Although obstetricians and midwives deliver babies, there are differences in our respective training, which I previously discussed in my book, The Smart Mother's Guide to a Better Pregnancy. There is also a rift between both professions that I hope will heal. I thought long and hard about this division and realize that the difference stems from priorities. Midwives focus on the experience of birth, while obstetricians concentrate on the outcomes related to childbirth. Both groups also want the ensure the well-being of an expectant mother.
While many states allow certified nurse-midwives to practice independently, all states encourage physician collaboration under emergent circumstances. These circumstances include complex cases and cases that exceed the scope of their training. Not all pregnancies are low-risk, and not all babies can be delivered vaginally.

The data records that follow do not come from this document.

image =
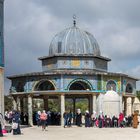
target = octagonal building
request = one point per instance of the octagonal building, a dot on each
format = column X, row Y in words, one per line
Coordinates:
column 74, row 69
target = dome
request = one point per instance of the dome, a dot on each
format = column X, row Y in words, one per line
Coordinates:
column 74, row 41
column 111, row 96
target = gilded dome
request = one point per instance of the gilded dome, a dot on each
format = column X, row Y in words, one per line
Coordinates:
column 74, row 41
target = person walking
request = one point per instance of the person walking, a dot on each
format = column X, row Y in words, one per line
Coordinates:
column 70, row 116
column 1, row 124
column 37, row 117
column 65, row 116
column 87, row 119
column 78, row 118
column 43, row 119
column 16, row 123
column 135, row 120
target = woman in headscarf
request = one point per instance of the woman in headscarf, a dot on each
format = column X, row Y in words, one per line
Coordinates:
column 16, row 120
column 78, row 118
column 87, row 119
column 1, row 124
column 135, row 120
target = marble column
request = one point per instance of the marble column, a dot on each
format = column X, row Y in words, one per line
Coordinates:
column 30, row 110
column 129, row 106
column 62, row 108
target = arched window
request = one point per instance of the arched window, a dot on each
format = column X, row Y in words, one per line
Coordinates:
column 129, row 88
column 44, row 85
column 20, row 87
column 111, row 85
column 80, row 85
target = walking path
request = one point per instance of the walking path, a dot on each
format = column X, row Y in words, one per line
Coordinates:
column 75, row 133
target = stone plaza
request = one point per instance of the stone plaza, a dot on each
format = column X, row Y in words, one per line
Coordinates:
column 74, row 133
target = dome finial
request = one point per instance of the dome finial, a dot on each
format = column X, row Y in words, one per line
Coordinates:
column 74, row 20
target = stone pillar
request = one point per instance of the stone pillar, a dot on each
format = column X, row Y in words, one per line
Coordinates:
column 30, row 110
column 129, row 106
column 18, row 104
column 14, row 104
column 62, row 108
column 45, row 103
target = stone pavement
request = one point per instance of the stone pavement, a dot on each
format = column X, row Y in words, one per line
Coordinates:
column 76, row 133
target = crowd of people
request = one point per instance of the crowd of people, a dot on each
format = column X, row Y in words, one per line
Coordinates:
column 44, row 119
column 92, row 120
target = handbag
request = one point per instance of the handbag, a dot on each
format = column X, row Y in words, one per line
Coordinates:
column 14, row 125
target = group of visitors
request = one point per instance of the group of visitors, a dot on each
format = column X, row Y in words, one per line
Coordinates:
column 92, row 120
column 53, row 118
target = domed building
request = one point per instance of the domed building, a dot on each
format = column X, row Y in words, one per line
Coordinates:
column 74, row 69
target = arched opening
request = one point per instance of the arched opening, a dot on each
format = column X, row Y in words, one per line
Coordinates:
column 80, row 85
column 111, row 85
column 129, row 88
column 44, row 85
column 20, row 87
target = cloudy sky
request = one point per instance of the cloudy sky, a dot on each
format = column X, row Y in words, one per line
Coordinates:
column 30, row 26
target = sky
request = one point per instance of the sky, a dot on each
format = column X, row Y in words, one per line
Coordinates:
column 30, row 26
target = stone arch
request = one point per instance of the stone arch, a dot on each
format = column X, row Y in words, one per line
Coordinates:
column 80, row 84
column 43, row 85
column 111, row 85
column 129, row 88
column 20, row 87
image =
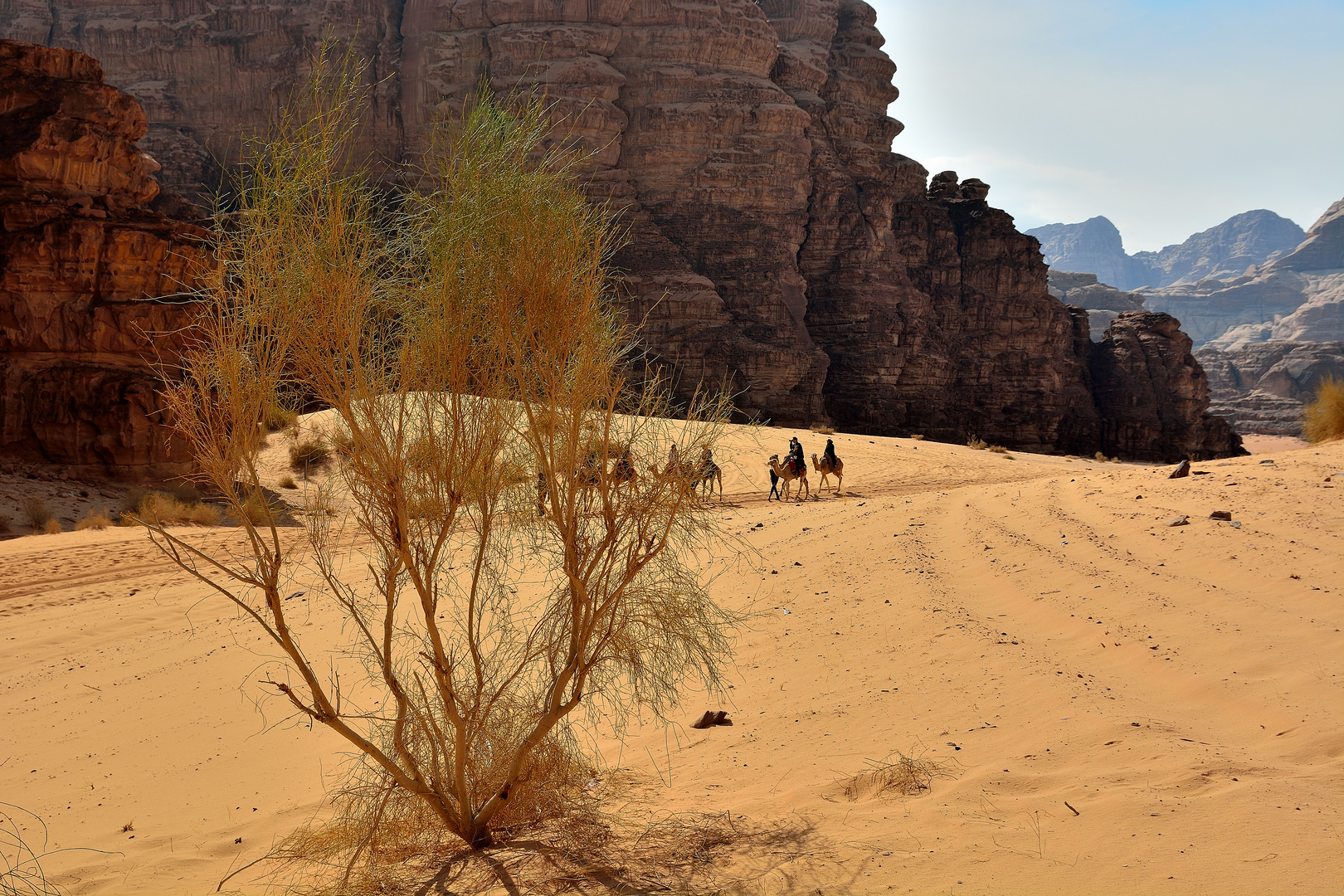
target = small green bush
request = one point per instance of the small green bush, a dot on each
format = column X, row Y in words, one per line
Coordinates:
column 37, row 512
column 1322, row 419
column 308, row 455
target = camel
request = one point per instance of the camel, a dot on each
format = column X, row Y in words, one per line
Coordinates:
column 824, row 468
column 785, row 472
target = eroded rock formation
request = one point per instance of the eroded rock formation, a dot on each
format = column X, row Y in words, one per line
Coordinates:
column 80, row 253
column 1152, row 394
column 1296, row 297
column 776, row 241
column 1262, row 387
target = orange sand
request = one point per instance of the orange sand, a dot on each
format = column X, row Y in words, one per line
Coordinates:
column 1177, row 687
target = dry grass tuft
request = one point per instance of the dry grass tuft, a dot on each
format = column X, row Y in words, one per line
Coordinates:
column 95, row 520
column 901, row 777
column 379, row 841
column 162, row 508
column 21, row 863
column 35, row 512
column 1322, row 419
column 309, row 455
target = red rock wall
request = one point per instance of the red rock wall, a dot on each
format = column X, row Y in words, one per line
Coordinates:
column 777, row 242
column 82, row 260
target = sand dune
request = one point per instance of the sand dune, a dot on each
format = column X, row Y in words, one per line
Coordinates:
column 1030, row 620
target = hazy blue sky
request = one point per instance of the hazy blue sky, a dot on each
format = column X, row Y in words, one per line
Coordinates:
column 1166, row 117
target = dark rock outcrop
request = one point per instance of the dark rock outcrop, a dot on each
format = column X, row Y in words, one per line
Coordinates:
column 1092, row 247
column 1227, row 250
column 1262, row 387
column 1101, row 301
column 1151, row 394
column 80, row 253
column 776, row 241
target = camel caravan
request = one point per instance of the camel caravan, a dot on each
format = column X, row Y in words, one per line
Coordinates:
column 788, row 477
column 795, row 469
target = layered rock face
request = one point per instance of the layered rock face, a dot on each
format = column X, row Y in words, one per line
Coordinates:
column 81, row 251
column 1227, row 250
column 1298, row 296
column 208, row 73
column 1152, row 394
column 777, row 245
column 1262, row 387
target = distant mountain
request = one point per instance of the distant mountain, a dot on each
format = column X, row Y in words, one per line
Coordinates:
column 1296, row 297
column 1094, row 246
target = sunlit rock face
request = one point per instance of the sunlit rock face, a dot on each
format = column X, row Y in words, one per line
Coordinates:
column 90, row 275
column 776, row 242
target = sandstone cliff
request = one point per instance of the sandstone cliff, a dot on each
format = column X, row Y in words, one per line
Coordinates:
column 80, row 251
column 1262, row 387
column 1298, row 296
column 777, row 242
column 1152, row 394
column 1227, row 250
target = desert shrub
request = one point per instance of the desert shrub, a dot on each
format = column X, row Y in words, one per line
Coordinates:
column 95, row 520
column 162, row 508
column 35, row 512
column 1322, row 419
column 308, row 455
column 474, row 336
column 897, row 774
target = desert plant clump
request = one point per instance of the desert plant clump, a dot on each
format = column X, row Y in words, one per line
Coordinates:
column 35, row 512
column 898, row 776
column 308, row 455
column 162, row 508
column 1322, row 418
column 95, row 520
column 475, row 359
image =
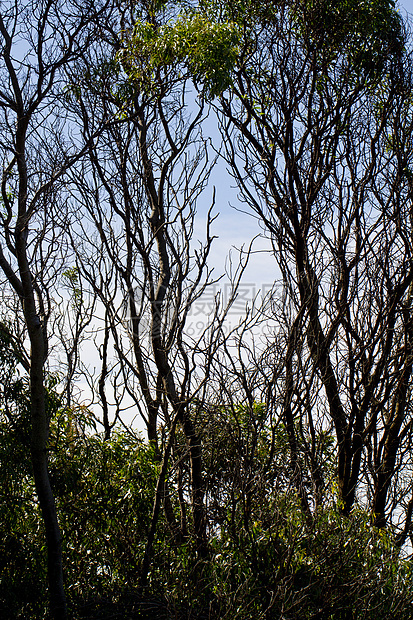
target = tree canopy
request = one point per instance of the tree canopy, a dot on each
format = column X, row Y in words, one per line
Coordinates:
column 270, row 474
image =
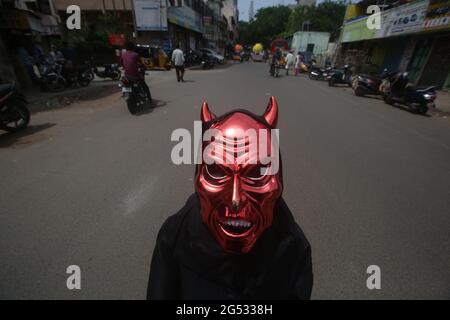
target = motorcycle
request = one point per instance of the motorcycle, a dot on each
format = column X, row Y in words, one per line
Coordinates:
column 319, row 73
column 275, row 70
column 416, row 99
column 193, row 58
column 80, row 74
column 14, row 114
column 134, row 94
column 340, row 76
column 364, row 84
column 109, row 71
column 51, row 77
column 56, row 76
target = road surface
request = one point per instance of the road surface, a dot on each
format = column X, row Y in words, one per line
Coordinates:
column 90, row 185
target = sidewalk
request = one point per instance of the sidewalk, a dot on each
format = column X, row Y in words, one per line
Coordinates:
column 443, row 101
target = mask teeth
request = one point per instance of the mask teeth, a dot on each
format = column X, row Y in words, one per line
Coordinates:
column 238, row 223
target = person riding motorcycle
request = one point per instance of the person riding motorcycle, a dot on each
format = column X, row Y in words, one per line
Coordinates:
column 131, row 63
column 276, row 57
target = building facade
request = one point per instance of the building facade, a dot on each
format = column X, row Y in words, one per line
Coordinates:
column 24, row 24
column 413, row 36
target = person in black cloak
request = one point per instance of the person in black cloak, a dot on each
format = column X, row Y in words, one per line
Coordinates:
column 235, row 238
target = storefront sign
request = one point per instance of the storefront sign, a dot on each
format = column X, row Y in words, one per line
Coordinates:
column 13, row 19
column 357, row 30
column 116, row 39
column 185, row 17
column 438, row 15
column 151, row 15
column 404, row 19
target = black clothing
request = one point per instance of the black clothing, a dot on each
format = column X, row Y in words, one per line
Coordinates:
column 180, row 73
column 188, row 263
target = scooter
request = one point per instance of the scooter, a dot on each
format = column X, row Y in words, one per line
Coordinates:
column 319, row 73
column 109, row 71
column 275, row 70
column 364, row 84
column 416, row 99
column 14, row 114
column 134, row 94
column 340, row 76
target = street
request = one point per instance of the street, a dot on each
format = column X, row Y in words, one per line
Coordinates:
column 91, row 184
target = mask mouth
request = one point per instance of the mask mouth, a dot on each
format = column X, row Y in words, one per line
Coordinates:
column 236, row 228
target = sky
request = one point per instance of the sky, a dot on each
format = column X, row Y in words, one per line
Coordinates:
column 244, row 5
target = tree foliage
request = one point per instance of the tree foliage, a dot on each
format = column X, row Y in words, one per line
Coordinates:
column 282, row 21
column 268, row 23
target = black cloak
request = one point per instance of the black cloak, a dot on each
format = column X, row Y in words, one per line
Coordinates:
column 188, row 263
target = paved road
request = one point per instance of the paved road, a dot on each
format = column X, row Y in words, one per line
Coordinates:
column 90, row 185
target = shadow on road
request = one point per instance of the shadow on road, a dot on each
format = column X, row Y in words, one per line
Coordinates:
column 149, row 109
column 30, row 135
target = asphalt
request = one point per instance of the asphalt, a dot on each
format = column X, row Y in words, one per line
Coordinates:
column 90, row 185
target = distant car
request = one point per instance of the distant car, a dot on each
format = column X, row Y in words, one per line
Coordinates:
column 217, row 57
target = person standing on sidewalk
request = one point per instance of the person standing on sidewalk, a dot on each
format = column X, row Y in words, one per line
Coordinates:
column 298, row 60
column 289, row 61
column 178, row 62
column 131, row 63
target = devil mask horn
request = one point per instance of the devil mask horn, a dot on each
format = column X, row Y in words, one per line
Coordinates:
column 271, row 114
column 206, row 115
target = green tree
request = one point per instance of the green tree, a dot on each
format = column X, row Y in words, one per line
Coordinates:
column 326, row 17
column 268, row 23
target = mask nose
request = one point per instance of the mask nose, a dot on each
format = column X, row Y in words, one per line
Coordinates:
column 236, row 197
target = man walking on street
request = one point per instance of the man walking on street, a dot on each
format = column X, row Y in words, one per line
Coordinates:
column 178, row 61
column 131, row 61
column 289, row 61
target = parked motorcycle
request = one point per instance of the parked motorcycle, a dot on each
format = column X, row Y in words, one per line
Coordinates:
column 364, row 84
column 134, row 94
column 340, row 76
column 416, row 99
column 319, row 73
column 194, row 58
column 109, row 71
column 80, row 74
column 275, row 70
column 14, row 114
column 56, row 76
column 51, row 77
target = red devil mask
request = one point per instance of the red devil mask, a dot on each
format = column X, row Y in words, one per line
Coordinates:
column 239, row 190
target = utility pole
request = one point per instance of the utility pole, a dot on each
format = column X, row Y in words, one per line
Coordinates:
column 251, row 12
column 133, row 14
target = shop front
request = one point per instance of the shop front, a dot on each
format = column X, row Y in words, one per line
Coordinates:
column 185, row 27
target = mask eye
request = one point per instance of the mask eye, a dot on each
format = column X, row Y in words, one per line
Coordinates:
column 216, row 172
column 257, row 173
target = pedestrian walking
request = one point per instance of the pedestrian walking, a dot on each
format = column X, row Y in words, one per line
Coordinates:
column 178, row 62
column 289, row 61
column 298, row 61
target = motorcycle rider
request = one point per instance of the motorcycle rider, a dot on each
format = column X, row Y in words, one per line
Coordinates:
column 131, row 61
column 276, row 57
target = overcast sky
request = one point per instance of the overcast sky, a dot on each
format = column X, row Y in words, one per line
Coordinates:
column 244, row 5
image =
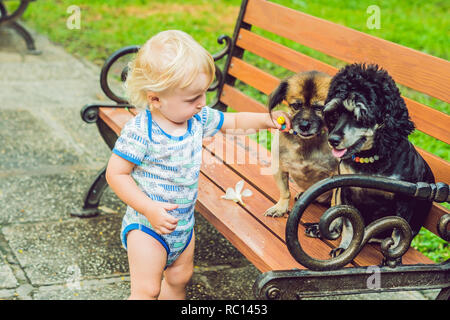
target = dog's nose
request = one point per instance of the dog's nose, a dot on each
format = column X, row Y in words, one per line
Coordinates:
column 304, row 125
column 334, row 140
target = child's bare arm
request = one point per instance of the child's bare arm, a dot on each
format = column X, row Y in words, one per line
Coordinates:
column 253, row 120
column 118, row 175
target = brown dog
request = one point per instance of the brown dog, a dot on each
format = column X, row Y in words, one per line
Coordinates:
column 304, row 153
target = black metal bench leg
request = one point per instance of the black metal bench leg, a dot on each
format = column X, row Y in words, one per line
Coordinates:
column 444, row 294
column 26, row 36
column 93, row 196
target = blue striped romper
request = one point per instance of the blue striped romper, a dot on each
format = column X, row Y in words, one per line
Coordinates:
column 167, row 170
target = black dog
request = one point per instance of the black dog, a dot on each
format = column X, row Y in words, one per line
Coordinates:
column 368, row 125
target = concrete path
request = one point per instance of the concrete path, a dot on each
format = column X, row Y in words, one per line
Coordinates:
column 48, row 158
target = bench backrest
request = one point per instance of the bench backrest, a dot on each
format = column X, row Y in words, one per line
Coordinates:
column 411, row 68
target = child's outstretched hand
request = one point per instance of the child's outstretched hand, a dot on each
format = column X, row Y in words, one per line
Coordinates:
column 161, row 221
column 281, row 121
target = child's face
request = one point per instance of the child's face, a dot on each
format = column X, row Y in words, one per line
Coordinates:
column 179, row 105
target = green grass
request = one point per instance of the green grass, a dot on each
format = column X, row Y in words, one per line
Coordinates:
column 109, row 25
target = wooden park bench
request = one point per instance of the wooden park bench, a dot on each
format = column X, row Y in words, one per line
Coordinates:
column 10, row 19
column 272, row 244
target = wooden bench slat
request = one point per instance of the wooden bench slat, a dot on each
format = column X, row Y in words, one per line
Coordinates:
column 279, row 54
column 429, row 120
column 409, row 67
column 426, row 119
column 116, row 119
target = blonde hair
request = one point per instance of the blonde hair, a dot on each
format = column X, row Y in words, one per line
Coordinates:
column 170, row 59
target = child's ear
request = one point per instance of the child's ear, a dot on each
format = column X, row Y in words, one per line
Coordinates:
column 153, row 99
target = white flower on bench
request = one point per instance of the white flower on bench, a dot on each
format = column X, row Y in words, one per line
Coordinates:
column 235, row 194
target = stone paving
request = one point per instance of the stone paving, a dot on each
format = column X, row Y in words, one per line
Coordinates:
column 48, row 158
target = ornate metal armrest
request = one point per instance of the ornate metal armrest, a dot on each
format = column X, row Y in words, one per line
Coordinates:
column 438, row 192
column 89, row 112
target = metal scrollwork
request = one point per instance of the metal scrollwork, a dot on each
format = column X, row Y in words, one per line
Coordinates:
column 361, row 234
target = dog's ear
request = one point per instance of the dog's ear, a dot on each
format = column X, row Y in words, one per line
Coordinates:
column 278, row 95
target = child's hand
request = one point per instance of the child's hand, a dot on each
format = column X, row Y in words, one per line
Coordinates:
column 279, row 116
column 161, row 221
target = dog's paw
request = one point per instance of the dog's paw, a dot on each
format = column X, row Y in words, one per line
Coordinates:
column 312, row 230
column 336, row 252
column 276, row 211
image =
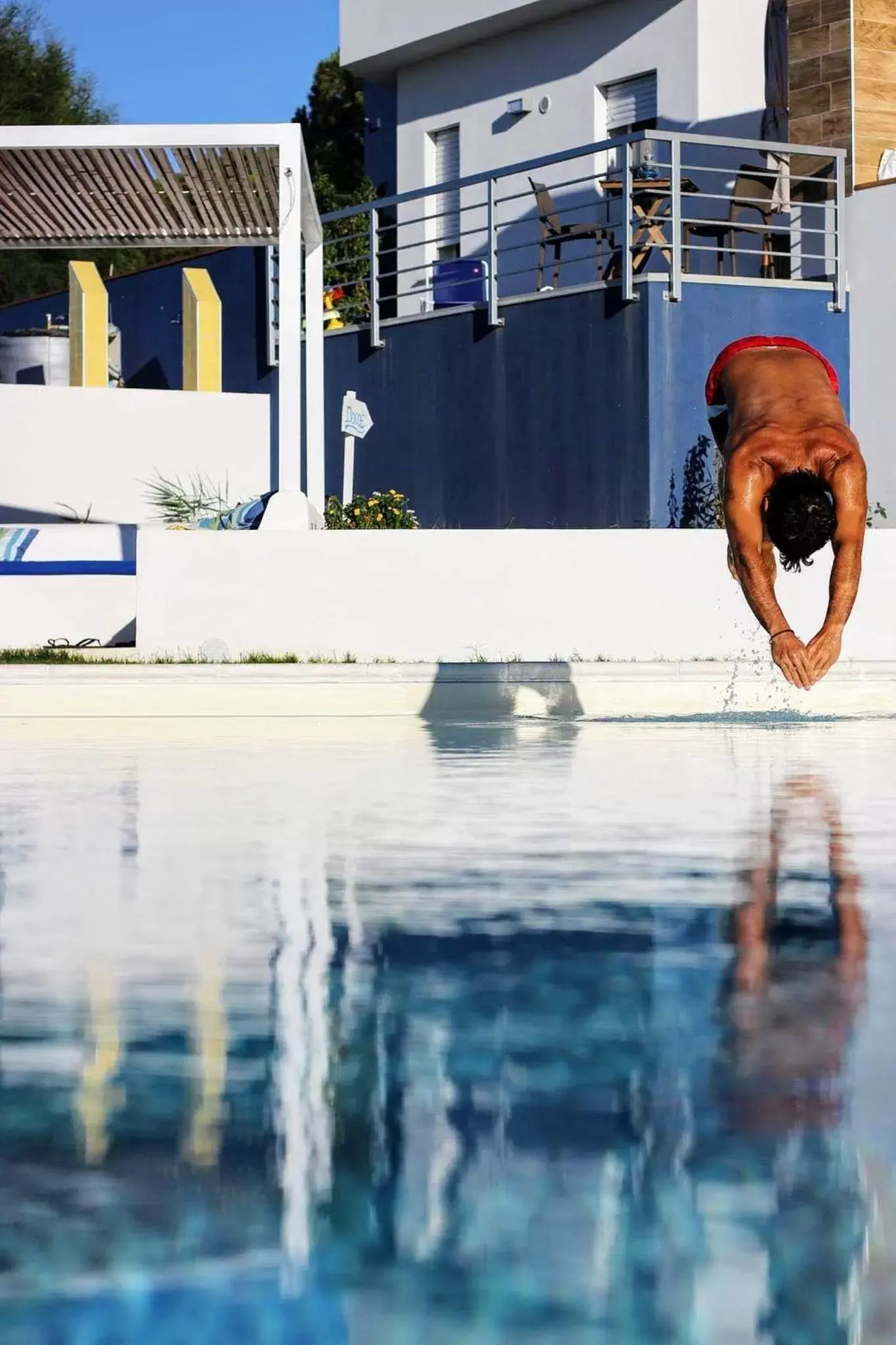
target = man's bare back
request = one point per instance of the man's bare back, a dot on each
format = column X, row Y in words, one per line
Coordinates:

Based on over three decades of clinical practice and two decades of obstetrical medical malpractice case reviews, this author recommends the following:
1. Identification of a referral source or collaborative physician for home birth deliveries before the onset of a patient's labor
2. Collaboration or obtain a second opinion for patient's with Category 2 fetal tracings lasting more than a maximum of 2 hours (preferably after one hour)
3. Do not assume that patients elevated blood pressures are due to pain during labor. Seek collaboration or a second opinion for all patients, which elevated blood pressures using AHA and ACOG criteria.
Careful planning and collaboration will not only reduce patient harm but will also save your professional license.